Threats & Solutions: Why a National Monument?
The area is susceptible to industrial uses that harm the habitat, the watershed and the long-term economic health of local communities. A national monument designation would forever protect a portion of our shared public lands from mining and commercial logging, while allowing for ecological recovery, providing an economic boost to local towns and encouraging physical activity in a high-quality natural setting. From the San Joaquin River Gorge to Granite Creek, the area abounds with recreational opportunities. Visitors can backpack, climb, kayak, bicycle, camp and day-hike in a wide variety of settings.

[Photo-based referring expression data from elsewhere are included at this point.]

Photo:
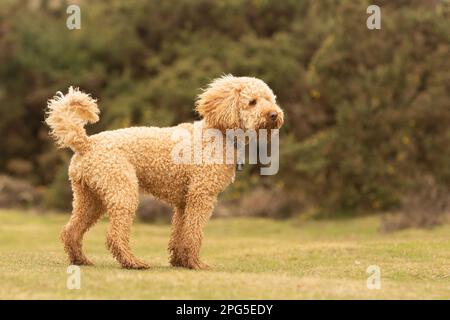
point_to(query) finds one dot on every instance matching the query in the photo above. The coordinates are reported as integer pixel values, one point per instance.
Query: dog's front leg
(198, 209)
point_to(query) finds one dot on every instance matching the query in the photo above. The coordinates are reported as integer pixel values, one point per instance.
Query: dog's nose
(273, 116)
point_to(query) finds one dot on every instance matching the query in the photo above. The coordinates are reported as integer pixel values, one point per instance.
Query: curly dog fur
(108, 169)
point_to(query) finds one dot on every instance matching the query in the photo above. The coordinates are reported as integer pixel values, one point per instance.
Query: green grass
(250, 258)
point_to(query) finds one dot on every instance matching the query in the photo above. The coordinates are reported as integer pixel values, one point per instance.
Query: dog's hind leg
(176, 237)
(121, 202)
(87, 209)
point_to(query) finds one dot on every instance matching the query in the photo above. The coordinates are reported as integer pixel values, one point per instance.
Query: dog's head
(239, 103)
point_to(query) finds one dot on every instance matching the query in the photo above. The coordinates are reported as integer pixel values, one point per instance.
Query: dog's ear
(219, 103)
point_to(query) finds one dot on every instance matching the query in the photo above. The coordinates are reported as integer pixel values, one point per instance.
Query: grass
(250, 259)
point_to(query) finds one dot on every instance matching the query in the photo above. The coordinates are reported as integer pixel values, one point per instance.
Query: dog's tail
(67, 115)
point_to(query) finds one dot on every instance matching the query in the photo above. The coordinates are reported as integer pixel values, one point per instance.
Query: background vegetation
(367, 111)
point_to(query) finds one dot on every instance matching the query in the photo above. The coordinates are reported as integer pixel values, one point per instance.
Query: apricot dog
(108, 169)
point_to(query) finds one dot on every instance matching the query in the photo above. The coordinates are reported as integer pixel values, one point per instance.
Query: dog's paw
(137, 265)
(196, 265)
(82, 262)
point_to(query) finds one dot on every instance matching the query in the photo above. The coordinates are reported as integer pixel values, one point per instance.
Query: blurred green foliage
(367, 111)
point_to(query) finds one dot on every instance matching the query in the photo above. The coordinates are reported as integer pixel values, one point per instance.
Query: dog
(109, 169)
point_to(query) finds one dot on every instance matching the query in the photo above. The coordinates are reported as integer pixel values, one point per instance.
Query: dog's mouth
(268, 125)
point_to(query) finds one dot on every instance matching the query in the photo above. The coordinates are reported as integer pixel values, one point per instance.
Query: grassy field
(250, 258)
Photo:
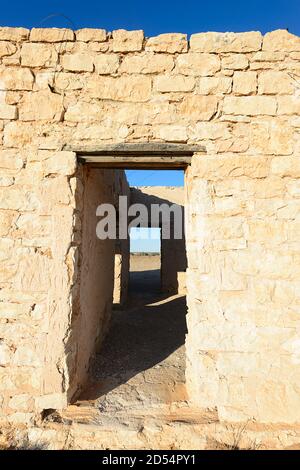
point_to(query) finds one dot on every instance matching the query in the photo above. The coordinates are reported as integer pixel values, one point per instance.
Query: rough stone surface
(51, 35)
(168, 42)
(226, 42)
(89, 34)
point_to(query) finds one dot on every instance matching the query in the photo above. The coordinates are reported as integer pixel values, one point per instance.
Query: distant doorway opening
(145, 262)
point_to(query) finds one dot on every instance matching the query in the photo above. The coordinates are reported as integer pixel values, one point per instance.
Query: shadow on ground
(141, 336)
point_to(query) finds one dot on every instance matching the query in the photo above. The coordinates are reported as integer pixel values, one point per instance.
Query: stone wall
(238, 94)
(173, 251)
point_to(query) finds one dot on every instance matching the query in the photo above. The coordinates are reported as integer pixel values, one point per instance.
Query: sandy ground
(142, 361)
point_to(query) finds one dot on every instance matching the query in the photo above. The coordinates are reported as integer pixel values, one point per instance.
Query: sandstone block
(55, 401)
(213, 168)
(7, 219)
(226, 42)
(275, 83)
(147, 63)
(84, 112)
(168, 42)
(198, 107)
(267, 56)
(13, 34)
(77, 62)
(132, 88)
(22, 402)
(8, 112)
(197, 64)
(41, 105)
(106, 64)
(281, 40)
(18, 134)
(235, 62)
(244, 83)
(173, 83)
(10, 160)
(127, 41)
(38, 55)
(51, 35)
(16, 79)
(62, 163)
(286, 166)
(91, 34)
(271, 137)
(5, 354)
(250, 105)
(172, 133)
(214, 85)
(210, 130)
(7, 48)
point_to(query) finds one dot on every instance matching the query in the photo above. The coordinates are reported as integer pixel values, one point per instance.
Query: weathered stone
(271, 138)
(127, 41)
(286, 166)
(200, 108)
(226, 42)
(250, 105)
(106, 64)
(7, 48)
(84, 112)
(16, 79)
(275, 83)
(172, 133)
(244, 83)
(13, 34)
(54, 401)
(173, 83)
(210, 130)
(235, 62)
(197, 64)
(8, 112)
(147, 63)
(77, 62)
(5, 354)
(132, 88)
(11, 160)
(214, 85)
(268, 56)
(90, 34)
(41, 105)
(38, 55)
(214, 168)
(22, 402)
(51, 35)
(289, 105)
(168, 42)
(281, 40)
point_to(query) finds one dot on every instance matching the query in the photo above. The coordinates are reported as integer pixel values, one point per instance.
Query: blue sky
(154, 17)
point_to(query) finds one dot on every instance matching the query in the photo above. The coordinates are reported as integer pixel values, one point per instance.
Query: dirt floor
(142, 361)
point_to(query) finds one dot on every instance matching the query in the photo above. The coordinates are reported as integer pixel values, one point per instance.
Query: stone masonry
(239, 96)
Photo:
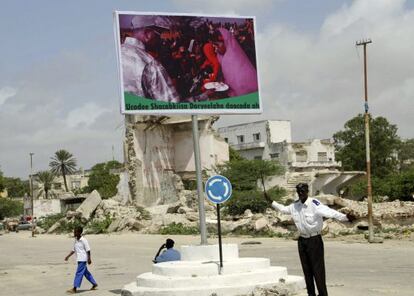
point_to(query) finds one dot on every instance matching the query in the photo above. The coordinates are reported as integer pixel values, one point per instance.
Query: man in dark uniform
(308, 213)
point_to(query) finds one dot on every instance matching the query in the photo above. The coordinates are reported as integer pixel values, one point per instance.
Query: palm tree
(63, 163)
(45, 178)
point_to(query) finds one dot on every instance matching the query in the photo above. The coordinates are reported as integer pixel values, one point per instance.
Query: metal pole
(367, 144)
(197, 160)
(31, 183)
(219, 233)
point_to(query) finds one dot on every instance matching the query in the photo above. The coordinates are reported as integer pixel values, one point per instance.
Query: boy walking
(83, 255)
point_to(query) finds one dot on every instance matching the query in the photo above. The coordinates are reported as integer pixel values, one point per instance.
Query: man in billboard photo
(143, 75)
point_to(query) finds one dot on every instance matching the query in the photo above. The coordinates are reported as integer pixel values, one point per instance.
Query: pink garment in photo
(239, 73)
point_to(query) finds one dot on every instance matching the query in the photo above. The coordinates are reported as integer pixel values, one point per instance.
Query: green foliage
(45, 178)
(350, 145)
(49, 220)
(102, 180)
(10, 208)
(179, 229)
(16, 187)
(2, 181)
(97, 227)
(406, 154)
(63, 163)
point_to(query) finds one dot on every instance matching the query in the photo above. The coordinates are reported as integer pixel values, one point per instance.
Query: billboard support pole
(197, 159)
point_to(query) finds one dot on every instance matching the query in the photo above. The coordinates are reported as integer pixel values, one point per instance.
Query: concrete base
(198, 274)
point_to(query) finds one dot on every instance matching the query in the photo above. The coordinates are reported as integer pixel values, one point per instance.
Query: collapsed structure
(311, 161)
(159, 153)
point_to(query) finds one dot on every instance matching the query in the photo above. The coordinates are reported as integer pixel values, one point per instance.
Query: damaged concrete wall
(158, 148)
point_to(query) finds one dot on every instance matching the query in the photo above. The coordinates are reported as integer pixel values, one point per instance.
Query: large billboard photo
(172, 63)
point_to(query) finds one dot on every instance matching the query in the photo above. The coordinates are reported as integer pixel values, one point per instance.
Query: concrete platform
(198, 274)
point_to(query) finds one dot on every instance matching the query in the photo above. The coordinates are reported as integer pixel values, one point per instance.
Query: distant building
(311, 161)
(75, 181)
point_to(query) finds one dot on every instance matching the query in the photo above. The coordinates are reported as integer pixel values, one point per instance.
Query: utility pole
(367, 144)
(31, 182)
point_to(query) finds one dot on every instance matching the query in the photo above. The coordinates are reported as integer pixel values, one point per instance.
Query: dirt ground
(36, 266)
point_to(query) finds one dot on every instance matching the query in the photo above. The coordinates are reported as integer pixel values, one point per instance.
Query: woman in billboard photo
(238, 72)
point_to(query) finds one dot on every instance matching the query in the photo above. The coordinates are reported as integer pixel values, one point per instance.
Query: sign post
(218, 190)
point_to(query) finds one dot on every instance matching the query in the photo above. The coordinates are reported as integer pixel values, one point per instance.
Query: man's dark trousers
(313, 264)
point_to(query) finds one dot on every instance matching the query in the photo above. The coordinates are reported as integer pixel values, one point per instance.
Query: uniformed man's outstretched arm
(327, 212)
(281, 208)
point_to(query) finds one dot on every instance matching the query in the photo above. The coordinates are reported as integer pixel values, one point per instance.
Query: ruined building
(159, 155)
(311, 161)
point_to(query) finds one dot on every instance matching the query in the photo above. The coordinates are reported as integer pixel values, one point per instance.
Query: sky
(59, 81)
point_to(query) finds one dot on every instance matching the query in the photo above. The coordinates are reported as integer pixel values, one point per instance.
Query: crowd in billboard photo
(187, 58)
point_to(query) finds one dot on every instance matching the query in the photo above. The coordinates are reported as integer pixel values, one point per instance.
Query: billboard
(194, 64)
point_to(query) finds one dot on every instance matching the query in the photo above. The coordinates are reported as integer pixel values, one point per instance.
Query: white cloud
(6, 93)
(229, 7)
(69, 102)
(85, 115)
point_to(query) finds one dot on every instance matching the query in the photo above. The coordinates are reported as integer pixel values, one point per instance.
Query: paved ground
(35, 266)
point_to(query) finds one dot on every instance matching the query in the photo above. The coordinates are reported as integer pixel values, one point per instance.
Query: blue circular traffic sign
(218, 189)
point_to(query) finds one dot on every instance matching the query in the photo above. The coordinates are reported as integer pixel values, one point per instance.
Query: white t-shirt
(81, 247)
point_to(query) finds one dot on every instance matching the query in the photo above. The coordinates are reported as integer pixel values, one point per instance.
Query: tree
(10, 208)
(350, 145)
(406, 154)
(45, 178)
(103, 180)
(2, 185)
(16, 187)
(63, 163)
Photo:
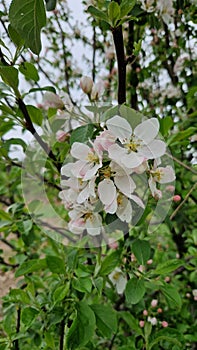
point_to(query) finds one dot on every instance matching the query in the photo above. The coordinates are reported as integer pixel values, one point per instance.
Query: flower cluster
(100, 179)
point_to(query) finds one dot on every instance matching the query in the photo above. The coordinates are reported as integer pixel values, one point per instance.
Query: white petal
(119, 127)
(137, 200)
(93, 225)
(147, 130)
(125, 184)
(106, 191)
(124, 211)
(80, 150)
(116, 152)
(91, 172)
(155, 149)
(65, 170)
(167, 174)
(132, 160)
(79, 168)
(112, 207)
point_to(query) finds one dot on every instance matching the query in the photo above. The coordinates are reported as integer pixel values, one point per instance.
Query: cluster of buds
(100, 179)
(94, 91)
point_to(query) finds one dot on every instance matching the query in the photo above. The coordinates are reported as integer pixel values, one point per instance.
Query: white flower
(52, 100)
(136, 146)
(83, 218)
(86, 84)
(152, 320)
(118, 279)
(166, 10)
(146, 5)
(89, 161)
(162, 176)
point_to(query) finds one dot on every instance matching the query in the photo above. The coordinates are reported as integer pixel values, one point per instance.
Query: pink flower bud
(86, 84)
(176, 198)
(141, 323)
(170, 188)
(61, 135)
(154, 302)
(150, 261)
(97, 91)
(52, 100)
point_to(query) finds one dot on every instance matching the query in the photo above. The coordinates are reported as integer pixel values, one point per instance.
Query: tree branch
(30, 127)
(119, 46)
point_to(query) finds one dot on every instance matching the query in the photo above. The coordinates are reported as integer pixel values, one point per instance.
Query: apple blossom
(136, 146)
(118, 279)
(51, 100)
(86, 84)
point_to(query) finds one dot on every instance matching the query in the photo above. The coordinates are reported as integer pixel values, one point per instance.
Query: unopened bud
(52, 100)
(176, 198)
(86, 84)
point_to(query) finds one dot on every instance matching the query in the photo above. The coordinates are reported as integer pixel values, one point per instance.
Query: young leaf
(35, 114)
(29, 71)
(30, 266)
(135, 290)
(50, 5)
(106, 319)
(141, 250)
(114, 12)
(97, 13)
(171, 295)
(28, 17)
(10, 76)
(109, 263)
(28, 315)
(168, 266)
(82, 133)
(82, 328)
(55, 264)
(126, 6)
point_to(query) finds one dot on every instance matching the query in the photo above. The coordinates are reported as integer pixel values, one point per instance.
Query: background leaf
(28, 17)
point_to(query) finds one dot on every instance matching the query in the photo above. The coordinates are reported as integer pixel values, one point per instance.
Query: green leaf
(141, 250)
(10, 76)
(28, 17)
(114, 12)
(82, 133)
(83, 284)
(181, 135)
(15, 37)
(29, 71)
(19, 295)
(168, 266)
(171, 295)
(55, 264)
(106, 319)
(97, 13)
(82, 328)
(30, 266)
(135, 290)
(109, 263)
(60, 293)
(35, 114)
(28, 315)
(131, 321)
(50, 5)
(126, 6)
(165, 125)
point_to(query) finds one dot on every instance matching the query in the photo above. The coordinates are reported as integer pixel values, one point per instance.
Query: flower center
(92, 158)
(133, 144)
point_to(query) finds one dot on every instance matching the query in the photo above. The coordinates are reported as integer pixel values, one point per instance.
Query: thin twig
(181, 163)
(183, 202)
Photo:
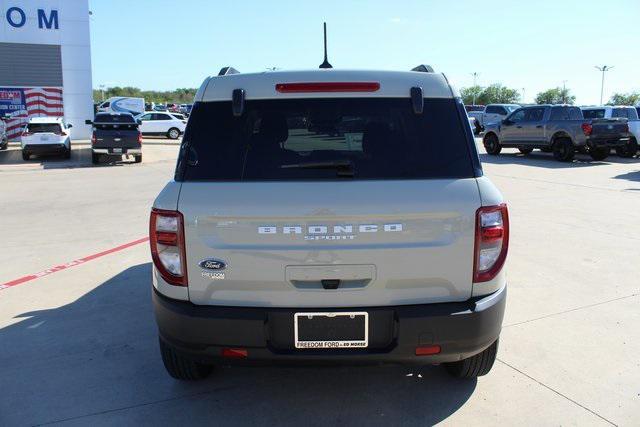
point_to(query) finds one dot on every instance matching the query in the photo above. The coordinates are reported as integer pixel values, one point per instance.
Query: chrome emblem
(212, 264)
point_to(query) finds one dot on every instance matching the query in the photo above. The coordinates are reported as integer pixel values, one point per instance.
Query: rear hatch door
(397, 242)
(293, 196)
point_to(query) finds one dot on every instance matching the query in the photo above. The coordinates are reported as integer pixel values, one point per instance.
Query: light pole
(603, 69)
(475, 77)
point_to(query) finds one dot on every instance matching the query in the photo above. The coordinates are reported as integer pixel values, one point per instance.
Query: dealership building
(45, 63)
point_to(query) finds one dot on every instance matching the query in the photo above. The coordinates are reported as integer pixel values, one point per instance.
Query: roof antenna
(325, 64)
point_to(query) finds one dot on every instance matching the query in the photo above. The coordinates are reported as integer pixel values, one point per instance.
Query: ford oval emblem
(212, 264)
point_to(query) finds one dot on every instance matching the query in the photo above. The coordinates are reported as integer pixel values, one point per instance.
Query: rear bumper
(600, 142)
(109, 151)
(460, 329)
(44, 148)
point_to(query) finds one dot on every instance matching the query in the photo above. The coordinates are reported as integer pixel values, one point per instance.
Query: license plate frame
(328, 319)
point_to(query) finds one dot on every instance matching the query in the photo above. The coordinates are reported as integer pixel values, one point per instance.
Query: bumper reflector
(235, 353)
(427, 350)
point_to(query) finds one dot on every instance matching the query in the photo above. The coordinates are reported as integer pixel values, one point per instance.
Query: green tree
(178, 96)
(556, 95)
(470, 95)
(493, 94)
(498, 94)
(631, 98)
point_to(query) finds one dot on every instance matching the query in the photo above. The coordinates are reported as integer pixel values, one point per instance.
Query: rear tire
(474, 366)
(174, 133)
(563, 150)
(599, 153)
(181, 367)
(628, 150)
(492, 145)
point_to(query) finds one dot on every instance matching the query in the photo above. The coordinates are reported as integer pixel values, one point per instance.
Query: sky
(526, 45)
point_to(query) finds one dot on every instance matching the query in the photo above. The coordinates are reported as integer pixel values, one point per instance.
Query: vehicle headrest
(376, 137)
(273, 127)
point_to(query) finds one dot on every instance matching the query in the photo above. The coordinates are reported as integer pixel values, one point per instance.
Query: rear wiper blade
(343, 167)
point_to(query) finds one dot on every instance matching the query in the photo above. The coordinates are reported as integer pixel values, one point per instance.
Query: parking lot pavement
(78, 345)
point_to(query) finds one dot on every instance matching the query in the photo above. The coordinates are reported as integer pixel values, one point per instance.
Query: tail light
(492, 242)
(166, 236)
(328, 87)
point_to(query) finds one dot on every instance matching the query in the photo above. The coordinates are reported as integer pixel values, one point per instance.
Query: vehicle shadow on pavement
(96, 360)
(540, 159)
(630, 176)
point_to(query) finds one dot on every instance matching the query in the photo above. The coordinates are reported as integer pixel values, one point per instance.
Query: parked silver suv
(328, 215)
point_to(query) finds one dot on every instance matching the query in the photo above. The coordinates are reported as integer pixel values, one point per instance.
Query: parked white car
(4, 141)
(46, 135)
(157, 123)
(618, 111)
(122, 104)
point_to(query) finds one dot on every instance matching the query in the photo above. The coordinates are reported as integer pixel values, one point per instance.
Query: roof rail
(422, 68)
(225, 71)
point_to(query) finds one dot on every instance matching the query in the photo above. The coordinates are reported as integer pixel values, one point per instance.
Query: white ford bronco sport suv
(328, 215)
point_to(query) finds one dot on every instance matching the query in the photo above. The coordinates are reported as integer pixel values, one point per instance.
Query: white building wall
(73, 36)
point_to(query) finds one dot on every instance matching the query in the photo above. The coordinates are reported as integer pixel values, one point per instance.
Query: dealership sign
(47, 19)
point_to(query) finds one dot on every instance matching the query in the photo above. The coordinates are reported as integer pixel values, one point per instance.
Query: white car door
(147, 123)
(163, 122)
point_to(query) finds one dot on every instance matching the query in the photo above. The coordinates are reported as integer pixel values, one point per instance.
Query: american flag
(39, 102)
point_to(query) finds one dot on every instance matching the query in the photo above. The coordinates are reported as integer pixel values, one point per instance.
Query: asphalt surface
(78, 345)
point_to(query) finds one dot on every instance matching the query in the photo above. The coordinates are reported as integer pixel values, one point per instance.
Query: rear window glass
(593, 114)
(114, 118)
(43, 128)
(319, 139)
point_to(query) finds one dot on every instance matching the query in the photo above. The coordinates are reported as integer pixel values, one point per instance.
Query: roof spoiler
(225, 71)
(423, 68)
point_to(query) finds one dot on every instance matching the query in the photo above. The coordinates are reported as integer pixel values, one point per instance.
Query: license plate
(331, 330)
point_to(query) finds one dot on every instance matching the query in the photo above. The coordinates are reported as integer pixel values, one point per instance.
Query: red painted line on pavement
(73, 263)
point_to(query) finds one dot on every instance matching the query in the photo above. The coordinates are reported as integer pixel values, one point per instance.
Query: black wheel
(181, 367)
(628, 150)
(563, 150)
(173, 133)
(492, 145)
(599, 153)
(475, 366)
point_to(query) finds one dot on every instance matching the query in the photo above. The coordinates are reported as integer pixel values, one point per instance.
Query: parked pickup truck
(619, 111)
(115, 134)
(494, 113)
(561, 129)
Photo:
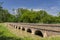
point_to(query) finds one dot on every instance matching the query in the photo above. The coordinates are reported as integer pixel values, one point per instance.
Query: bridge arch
(39, 33)
(29, 30)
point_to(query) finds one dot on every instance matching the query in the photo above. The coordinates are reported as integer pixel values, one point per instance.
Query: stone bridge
(43, 30)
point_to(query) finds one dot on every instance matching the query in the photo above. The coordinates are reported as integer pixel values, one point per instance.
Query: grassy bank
(5, 34)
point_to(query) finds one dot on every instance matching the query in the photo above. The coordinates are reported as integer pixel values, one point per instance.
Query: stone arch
(29, 30)
(16, 27)
(39, 33)
(23, 28)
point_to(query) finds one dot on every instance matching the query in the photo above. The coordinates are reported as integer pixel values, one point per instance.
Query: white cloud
(55, 8)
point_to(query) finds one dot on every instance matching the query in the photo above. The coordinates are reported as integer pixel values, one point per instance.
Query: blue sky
(52, 6)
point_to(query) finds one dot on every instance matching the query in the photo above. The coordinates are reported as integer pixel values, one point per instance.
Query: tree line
(28, 16)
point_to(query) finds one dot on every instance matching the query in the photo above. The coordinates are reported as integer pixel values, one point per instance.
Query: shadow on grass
(2, 37)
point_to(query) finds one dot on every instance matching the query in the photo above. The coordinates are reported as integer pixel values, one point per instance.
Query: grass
(5, 34)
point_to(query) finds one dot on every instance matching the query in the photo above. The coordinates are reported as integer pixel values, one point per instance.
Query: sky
(51, 6)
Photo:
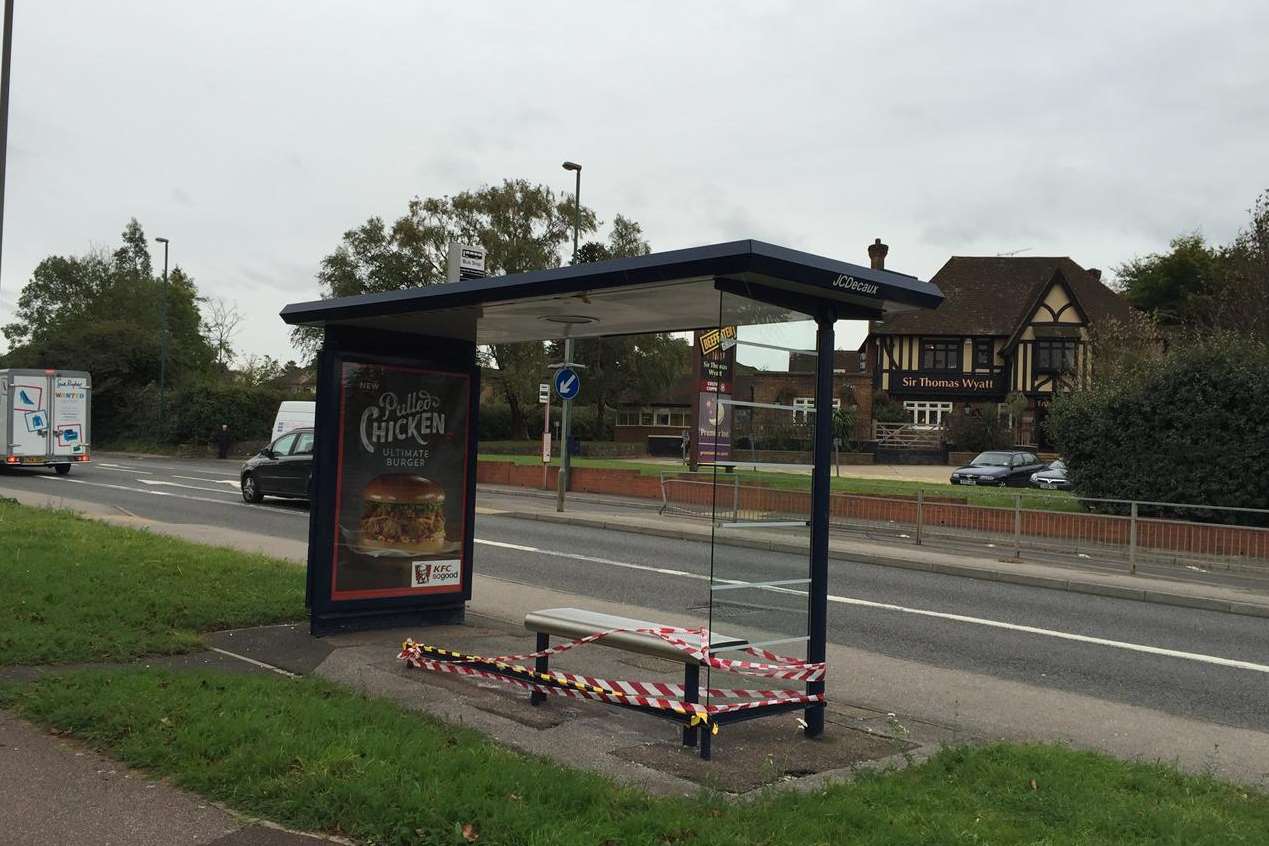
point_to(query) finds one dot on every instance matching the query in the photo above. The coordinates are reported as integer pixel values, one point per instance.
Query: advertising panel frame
(330, 608)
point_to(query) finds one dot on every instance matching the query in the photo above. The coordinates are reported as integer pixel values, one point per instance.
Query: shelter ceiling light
(572, 320)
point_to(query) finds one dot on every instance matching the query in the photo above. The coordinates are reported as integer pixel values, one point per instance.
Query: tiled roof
(994, 294)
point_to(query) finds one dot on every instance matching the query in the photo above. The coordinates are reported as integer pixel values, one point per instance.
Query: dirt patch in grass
(764, 751)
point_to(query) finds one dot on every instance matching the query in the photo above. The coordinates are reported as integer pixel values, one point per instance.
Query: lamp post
(5, 61)
(566, 411)
(163, 338)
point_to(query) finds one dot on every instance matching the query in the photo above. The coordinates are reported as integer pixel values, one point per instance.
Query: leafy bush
(198, 410)
(977, 429)
(495, 421)
(1187, 428)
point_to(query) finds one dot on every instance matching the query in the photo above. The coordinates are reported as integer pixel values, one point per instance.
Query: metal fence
(1061, 528)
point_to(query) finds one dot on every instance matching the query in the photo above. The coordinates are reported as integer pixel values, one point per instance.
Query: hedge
(1190, 426)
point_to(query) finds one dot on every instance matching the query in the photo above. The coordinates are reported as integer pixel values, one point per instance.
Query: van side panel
(29, 397)
(70, 414)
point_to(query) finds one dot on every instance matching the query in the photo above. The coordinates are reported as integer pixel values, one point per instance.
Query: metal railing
(906, 436)
(1121, 534)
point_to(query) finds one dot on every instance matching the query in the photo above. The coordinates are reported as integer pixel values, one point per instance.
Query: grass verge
(312, 756)
(74, 589)
(985, 496)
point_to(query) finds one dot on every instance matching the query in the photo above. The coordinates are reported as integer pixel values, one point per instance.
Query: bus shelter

Urgency: An American Legacy Renewed
The challenge is great, but the time and place is right. On June 30, 1864, amid the Civil War, President Abraham Lincoln signed the Yosemite Grant Act, protecting Yosemite Valley and the Mariposa Grove of Giant Sequoias. This was California’s first state park, and it was the first time in American history that a large tract of land was set aside for people. Decades later, John Muir drew a larger circle on the map and helped create the Yosemite we know today. President Theodore Roosevelt met Muir in the park in 1903. Soon after, Roosevelt signed the Antiquities Act and created our first set of national monuments, which included the world-renowned Grand Canyon. It’s been 150years, since America heralded the creation of its first park in Yosemite, and the time has come to renew the great American conservation legacy.
Our Leadership: Boots on the Ground
Deanna Lynn Wulff has been a ranger, a river guide, a policy analyst and a writer. She is the author of “The Girl’s Guide to Getting Lost: Hard Hikes for Wild Women,” an award-winning book about the most beautiful places in the west. She believes a winning effort is built on individual spirit working in concert with a powerful team. She has assembled a group of top experts in the fields of economics, science, law, policy, philanthropy and ecology to help create parks—for people and for wildlife—for all time.